Case Study: Delivering Patient-Centered Care for a Medically Complex Nonagenarian

Overview

This case study highlights the dedication, expertise, and coordination required to care for an 89-year-old woman with a complex medical history and a strong preference to remain at home. Through the collaborative efforts of Visiting Physician Services and VNA Health Group, her needs were met with compassion, clinical rigor, and unwavering respect for her goals of care.

Background

The patient, an 89-year-old woman, lives at home with her husband. Her medical history is marked by multiple chronic and serious conditions, including:

  • Congestive heart failure (CHF)
  • Chronic obstructive pulmonary disease (COPD) (managed with chronic prednisone but without supplemental oxygen)
  • Atrial fibrillation post-permanent pacemaker placement
  • Type 2 diabetes mellitus
  • Hypertension
  • Depression
  • Diffuse osteoarthritis

She also has a notable oncologic history, including a lung carcinoid tumor treated with CyberKnife, uterine cancer, and indolent lymphoma currently under surveillance.

Despite this extensive history, she independently managed over 20 medications and mobilized short distances using a walker.

Acute Decline and Initial Intervention

In February, the patient contacted our team due to worsening bilateral leg swelling and redness. The Visiting Physician Services team promptly assessed her at home and found her chair-bound with significant functional decline. Her medications were disorganized, and she showed signs of fluid overload alongside superimposed bilateral cellulitis. Though her condition was serious, she firmly refused hospital admission.

The care team responded with a two-pronged clinical approach:

  • Initiation of dual antibiotic therapy
  • Adjustment of her diuretic regimen to better manage fluid retention

Visiting nurses from VNA Health Group were called in to provide essential support of medication reconciliation and management. This involved multiple home visits to sort, organize, and educate the patient and her family on proper administration, ensuring adherence to her complex treatment regimen.

Clarifying Goals of Care

Recognizing the patient’s progressive functional decline and increasing dependence, conversations around her goals of care were initiated. These discussions extended to her daughter and emphasized a shared understanding of what mattered most to the patient, remaining at home, avoiding hospitalization, and receiving care that prioritized comfort and dignity.

Her husband was also noted to be in decline, making the need for comprehensive home support even more urgent.
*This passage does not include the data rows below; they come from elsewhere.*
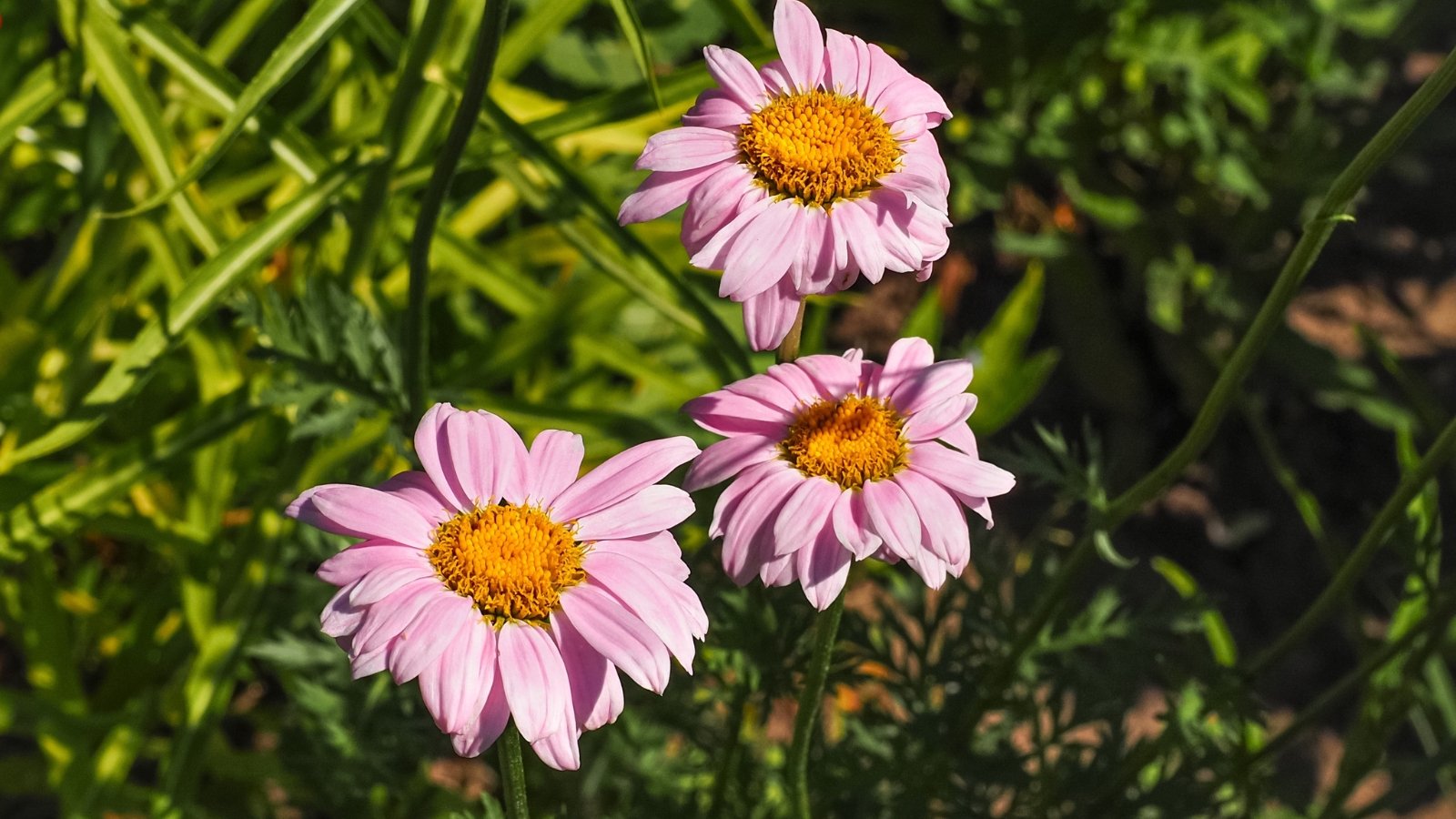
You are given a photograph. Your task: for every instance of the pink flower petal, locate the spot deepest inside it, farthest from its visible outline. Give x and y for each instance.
(717, 109)
(420, 491)
(717, 203)
(659, 552)
(733, 414)
(360, 511)
(339, 617)
(424, 640)
(645, 595)
(936, 419)
(535, 680)
(832, 375)
(910, 96)
(932, 385)
(553, 464)
(623, 475)
(487, 727)
(434, 453)
(652, 509)
(458, 683)
(686, 149)
(762, 249)
(560, 749)
(804, 515)
(616, 634)
(735, 76)
(906, 358)
(386, 581)
(713, 254)
(749, 537)
(823, 569)
(389, 617)
(801, 43)
(662, 193)
(852, 525)
(965, 475)
(596, 693)
(360, 559)
(769, 315)
(893, 518)
(944, 522)
(727, 458)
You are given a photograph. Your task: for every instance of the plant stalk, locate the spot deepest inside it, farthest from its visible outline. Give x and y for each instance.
(417, 315)
(826, 629)
(513, 774)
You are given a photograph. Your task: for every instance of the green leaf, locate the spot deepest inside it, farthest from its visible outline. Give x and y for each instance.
(637, 38)
(318, 25)
(204, 288)
(140, 116)
(1215, 629)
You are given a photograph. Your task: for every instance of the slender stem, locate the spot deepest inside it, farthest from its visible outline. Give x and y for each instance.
(1270, 317)
(513, 774)
(1370, 542)
(392, 133)
(417, 318)
(1271, 314)
(826, 629)
(790, 347)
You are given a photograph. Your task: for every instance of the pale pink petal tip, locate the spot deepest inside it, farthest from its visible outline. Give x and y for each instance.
(482, 668)
(786, 516)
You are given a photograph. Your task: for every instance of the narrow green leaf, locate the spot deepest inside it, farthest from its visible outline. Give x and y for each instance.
(41, 91)
(65, 506)
(637, 38)
(140, 114)
(1215, 629)
(207, 285)
(318, 25)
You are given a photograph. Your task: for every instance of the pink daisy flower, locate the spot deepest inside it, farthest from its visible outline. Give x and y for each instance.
(510, 586)
(803, 175)
(839, 460)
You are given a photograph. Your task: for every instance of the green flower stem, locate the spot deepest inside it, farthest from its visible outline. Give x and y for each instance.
(790, 349)
(513, 773)
(417, 317)
(1227, 389)
(1370, 542)
(826, 629)
(1332, 210)
(392, 133)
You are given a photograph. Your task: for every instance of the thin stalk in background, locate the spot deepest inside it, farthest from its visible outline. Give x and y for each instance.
(417, 318)
(1373, 538)
(513, 773)
(392, 133)
(826, 630)
(1270, 317)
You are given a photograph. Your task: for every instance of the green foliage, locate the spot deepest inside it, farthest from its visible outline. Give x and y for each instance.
(204, 210)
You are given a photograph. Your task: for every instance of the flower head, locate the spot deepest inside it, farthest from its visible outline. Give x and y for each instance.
(803, 175)
(510, 586)
(836, 460)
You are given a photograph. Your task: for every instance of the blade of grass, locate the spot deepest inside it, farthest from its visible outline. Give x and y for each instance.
(140, 116)
(204, 288)
(40, 92)
(317, 26)
(582, 201)
(63, 506)
(637, 40)
(400, 104)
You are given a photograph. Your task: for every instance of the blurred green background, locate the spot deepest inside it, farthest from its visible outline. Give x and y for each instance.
(1127, 178)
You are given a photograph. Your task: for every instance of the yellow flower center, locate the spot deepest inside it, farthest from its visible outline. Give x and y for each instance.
(514, 561)
(817, 146)
(849, 442)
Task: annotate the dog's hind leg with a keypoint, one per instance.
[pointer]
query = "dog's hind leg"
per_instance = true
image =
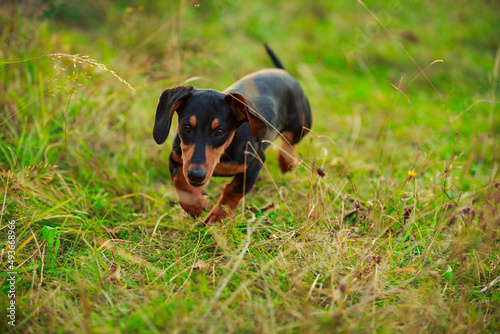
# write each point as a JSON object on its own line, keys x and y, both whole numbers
{"x": 287, "y": 157}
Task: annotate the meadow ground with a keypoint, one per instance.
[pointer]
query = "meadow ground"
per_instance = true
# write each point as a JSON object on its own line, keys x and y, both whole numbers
{"x": 401, "y": 234}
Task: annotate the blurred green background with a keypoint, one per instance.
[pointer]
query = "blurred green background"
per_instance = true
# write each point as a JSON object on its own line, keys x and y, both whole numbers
{"x": 394, "y": 86}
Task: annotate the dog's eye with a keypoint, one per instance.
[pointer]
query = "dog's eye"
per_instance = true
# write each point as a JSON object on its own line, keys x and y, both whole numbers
{"x": 219, "y": 132}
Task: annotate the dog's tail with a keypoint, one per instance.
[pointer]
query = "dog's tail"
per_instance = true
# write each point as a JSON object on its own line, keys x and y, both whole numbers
{"x": 275, "y": 59}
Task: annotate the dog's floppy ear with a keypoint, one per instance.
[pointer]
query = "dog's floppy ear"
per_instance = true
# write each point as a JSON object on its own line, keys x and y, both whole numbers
{"x": 170, "y": 100}
{"x": 258, "y": 125}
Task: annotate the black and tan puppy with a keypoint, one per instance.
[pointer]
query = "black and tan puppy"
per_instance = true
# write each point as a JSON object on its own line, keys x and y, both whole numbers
{"x": 226, "y": 133}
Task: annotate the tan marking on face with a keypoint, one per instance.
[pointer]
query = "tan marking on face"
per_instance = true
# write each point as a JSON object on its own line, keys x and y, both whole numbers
{"x": 229, "y": 169}
{"x": 190, "y": 198}
{"x": 176, "y": 158}
{"x": 192, "y": 121}
{"x": 215, "y": 124}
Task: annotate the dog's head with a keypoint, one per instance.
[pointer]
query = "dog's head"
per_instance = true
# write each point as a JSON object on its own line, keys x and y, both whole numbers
{"x": 207, "y": 122}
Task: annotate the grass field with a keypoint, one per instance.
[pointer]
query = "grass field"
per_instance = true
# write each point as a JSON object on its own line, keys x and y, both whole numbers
{"x": 401, "y": 235}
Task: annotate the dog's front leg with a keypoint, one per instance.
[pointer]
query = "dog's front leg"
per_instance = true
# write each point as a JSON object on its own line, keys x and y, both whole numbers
{"x": 190, "y": 198}
{"x": 233, "y": 194}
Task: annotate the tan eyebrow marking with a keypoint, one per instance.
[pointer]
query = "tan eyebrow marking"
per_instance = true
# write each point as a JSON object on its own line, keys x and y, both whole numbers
{"x": 192, "y": 121}
{"x": 215, "y": 124}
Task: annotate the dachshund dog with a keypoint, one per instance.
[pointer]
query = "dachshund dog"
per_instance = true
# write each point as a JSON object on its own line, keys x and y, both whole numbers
{"x": 226, "y": 133}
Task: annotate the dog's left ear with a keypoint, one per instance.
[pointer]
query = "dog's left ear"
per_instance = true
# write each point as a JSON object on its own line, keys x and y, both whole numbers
{"x": 170, "y": 100}
{"x": 258, "y": 125}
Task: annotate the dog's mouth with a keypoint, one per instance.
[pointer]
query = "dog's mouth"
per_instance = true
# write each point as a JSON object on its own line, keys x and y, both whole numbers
{"x": 197, "y": 184}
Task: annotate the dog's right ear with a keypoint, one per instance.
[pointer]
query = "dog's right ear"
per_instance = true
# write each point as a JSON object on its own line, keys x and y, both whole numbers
{"x": 169, "y": 101}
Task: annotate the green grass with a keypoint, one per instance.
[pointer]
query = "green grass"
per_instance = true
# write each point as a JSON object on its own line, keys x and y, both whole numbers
{"x": 103, "y": 246}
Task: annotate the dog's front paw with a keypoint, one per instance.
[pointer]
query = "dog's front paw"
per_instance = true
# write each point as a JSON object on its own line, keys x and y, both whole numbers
{"x": 193, "y": 211}
{"x": 217, "y": 214}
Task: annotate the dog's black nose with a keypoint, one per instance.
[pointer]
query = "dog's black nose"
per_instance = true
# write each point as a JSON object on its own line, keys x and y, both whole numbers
{"x": 196, "y": 175}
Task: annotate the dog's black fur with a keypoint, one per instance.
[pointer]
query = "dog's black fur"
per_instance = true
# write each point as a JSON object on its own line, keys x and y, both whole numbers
{"x": 217, "y": 130}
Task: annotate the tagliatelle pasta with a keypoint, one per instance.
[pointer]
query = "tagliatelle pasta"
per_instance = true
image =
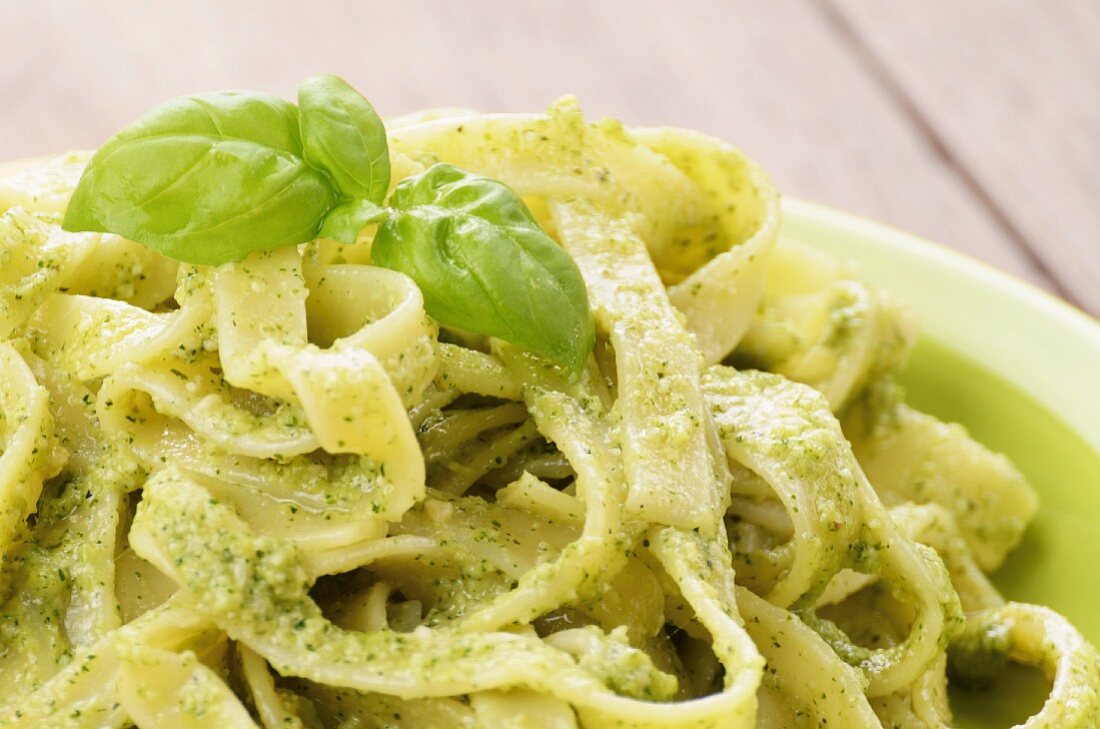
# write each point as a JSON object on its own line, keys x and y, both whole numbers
{"x": 277, "y": 493}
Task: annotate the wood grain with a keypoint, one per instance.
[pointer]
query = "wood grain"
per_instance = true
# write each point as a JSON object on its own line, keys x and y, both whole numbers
{"x": 1012, "y": 91}
{"x": 773, "y": 76}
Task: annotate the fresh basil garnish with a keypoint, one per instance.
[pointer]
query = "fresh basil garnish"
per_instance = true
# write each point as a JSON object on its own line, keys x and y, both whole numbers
{"x": 209, "y": 178}
{"x": 342, "y": 134}
{"x": 485, "y": 265}
{"x": 205, "y": 179}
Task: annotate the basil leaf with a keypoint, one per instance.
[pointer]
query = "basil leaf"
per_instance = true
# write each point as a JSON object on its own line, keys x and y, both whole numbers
{"x": 344, "y": 222}
{"x": 484, "y": 264}
{"x": 205, "y": 178}
{"x": 342, "y": 134}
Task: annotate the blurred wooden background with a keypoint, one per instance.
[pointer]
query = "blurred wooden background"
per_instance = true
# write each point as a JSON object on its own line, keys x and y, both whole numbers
{"x": 972, "y": 122}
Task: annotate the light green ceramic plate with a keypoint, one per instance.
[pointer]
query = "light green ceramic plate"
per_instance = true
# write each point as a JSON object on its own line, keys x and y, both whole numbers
{"x": 1021, "y": 369}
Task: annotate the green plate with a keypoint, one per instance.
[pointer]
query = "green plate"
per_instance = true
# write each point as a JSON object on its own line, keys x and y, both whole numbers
{"x": 1021, "y": 369}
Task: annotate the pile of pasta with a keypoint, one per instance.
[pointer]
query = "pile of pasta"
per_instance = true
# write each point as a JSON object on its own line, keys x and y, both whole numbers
{"x": 275, "y": 493}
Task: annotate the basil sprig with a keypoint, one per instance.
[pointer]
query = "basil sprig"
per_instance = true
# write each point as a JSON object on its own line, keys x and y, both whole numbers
{"x": 484, "y": 264}
{"x": 210, "y": 177}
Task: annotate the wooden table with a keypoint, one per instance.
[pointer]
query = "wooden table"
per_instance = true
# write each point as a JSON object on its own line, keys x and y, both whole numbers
{"x": 972, "y": 122}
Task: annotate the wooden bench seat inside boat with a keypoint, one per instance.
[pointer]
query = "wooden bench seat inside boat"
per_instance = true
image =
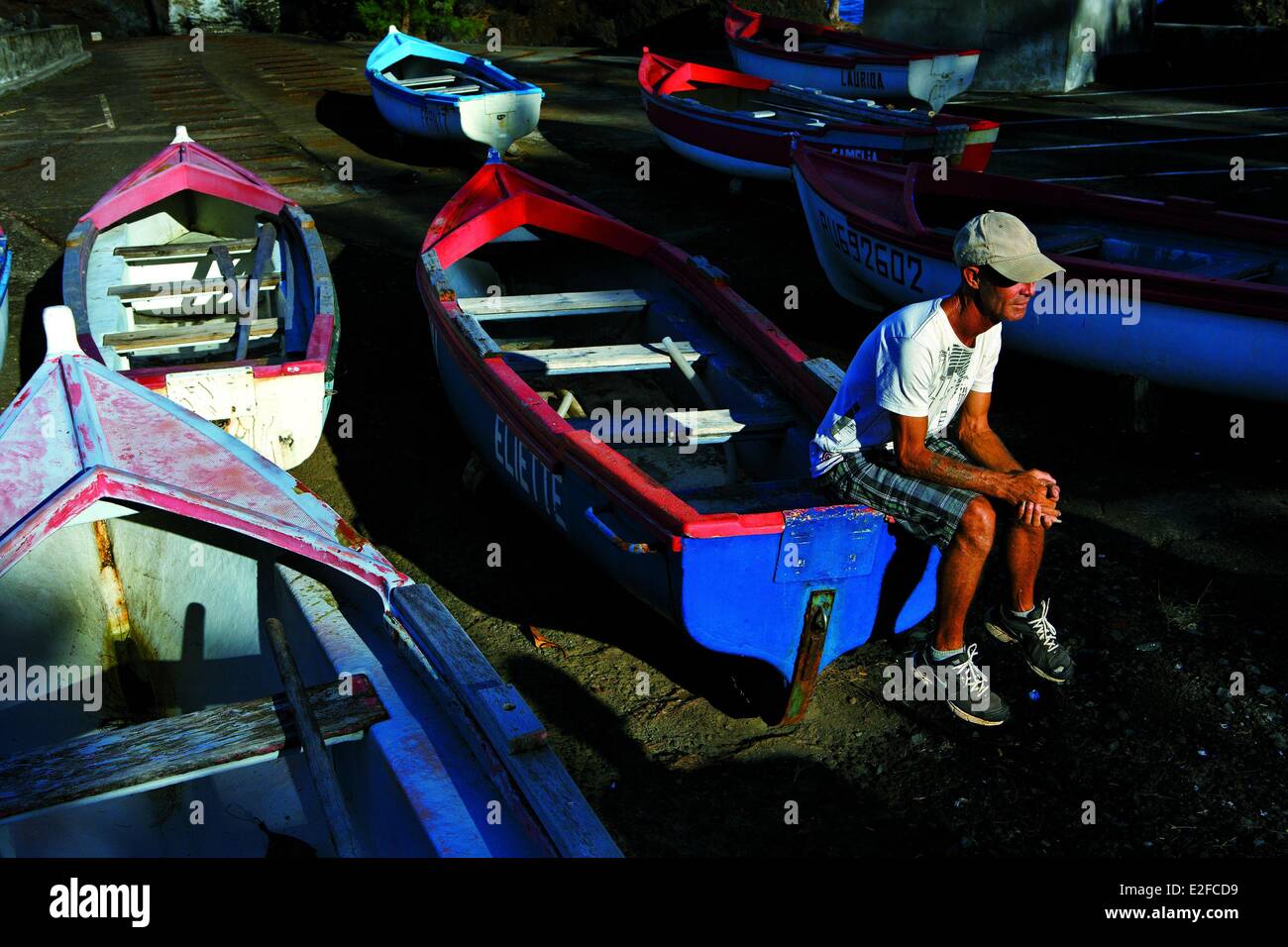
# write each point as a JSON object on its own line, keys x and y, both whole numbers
{"x": 136, "y": 292}
{"x": 715, "y": 425}
{"x": 178, "y": 749}
{"x": 590, "y": 359}
{"x": 1243, "y": 266}
{"x": 550, "y": 304}
{"x": 423, "y": 81}
{"x": 759, "y": 496}
{"x": 197, "y": 248}
{"x": 165, "y": 337}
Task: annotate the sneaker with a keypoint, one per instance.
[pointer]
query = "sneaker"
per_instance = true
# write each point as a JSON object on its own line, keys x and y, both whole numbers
{"x": 975, "y": 701}
{"x": 1044, "y": 655}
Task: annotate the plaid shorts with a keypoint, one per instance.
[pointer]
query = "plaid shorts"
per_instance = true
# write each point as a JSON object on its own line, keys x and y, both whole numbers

Clinical Progress and Persistent Challenges

Over the course of five weeks, notable clinical improvements were observed:

  • The cellulitis resolved with the antibiotic regimen
  • Leg swelling decreased
  • Medication management significantly improved

However, despite these gains, her overall health remained fragile. Her respiratory status, mobility, and general stamina were markedly impaired. Episodes of respiratory distress, edema, and even mismanagement of medications continued. Still, the patient steadfastly refused hospital care, expressing a clear desire to remain in the comfort of her home.

Transition to Hospice

Given her advancing COPD, CHF, and irreversible functional decline, hospice care was introduced as an appropriate and compassionate next step. After thorough discussions, the patient and her family aligned with the hospice philosophy and agreed to the transition.

Since enrollment, she has been receiving regular hospice visits. Her care plan is now centered on:

  • Comfort-focused symptom management
  • Weekly hospice nursing visits
  • Personal care support via a dedicated home health aide (HHA)
  • Family education and emotional support

Notably, her symptoms have remained well-controlled, and she continues her routine medications. Her family has become more involved in her day-to-day care, creating a supportive environment for both the patient and her husband.

Responsive, Coordinated Support

Recently, the patient fell from her wheelchair due to the brakes not being secured. In response, an urgent home visit was conducted, imaging was promptly arranged, and her pain was effectively managed, all without requiring emergency department intervention.

This event underscores the depth of the care team’s responsiveness and their ability to swiftly coordinate necessary services while honoring the patient’s wish to stay out of the hospital.

Outcomes and Reflections

The patient and her family have expressed high satisfaction with the care they’ve received. They feel supported, heard, and reassured, at peace with the natural process of decline and death.

This case stands as a testament to the power of interdisciplinary collaboration. It exemplifies the importance of:

  • Personalized, goal-concordant care
  • Respect for patient autonomy
  • Integration of medical, psychosocial, and logistical support systems

Conclusion

This patient’s journey reflects the complexity of delivering healthcare in the home setting, especially for individuals with serious illnesses who choose comfort and dignity over aggressive intervention. Through the joint efforts of Visiting Physician Services and VNA Health Group, she continues to experience stability, peace, and the highest quality of life possible under the circumstances.

Her story highlights not only the clinical challenges but also the profound impact of empathy, communication, and teamwork in delivering exceptional patient-centered care.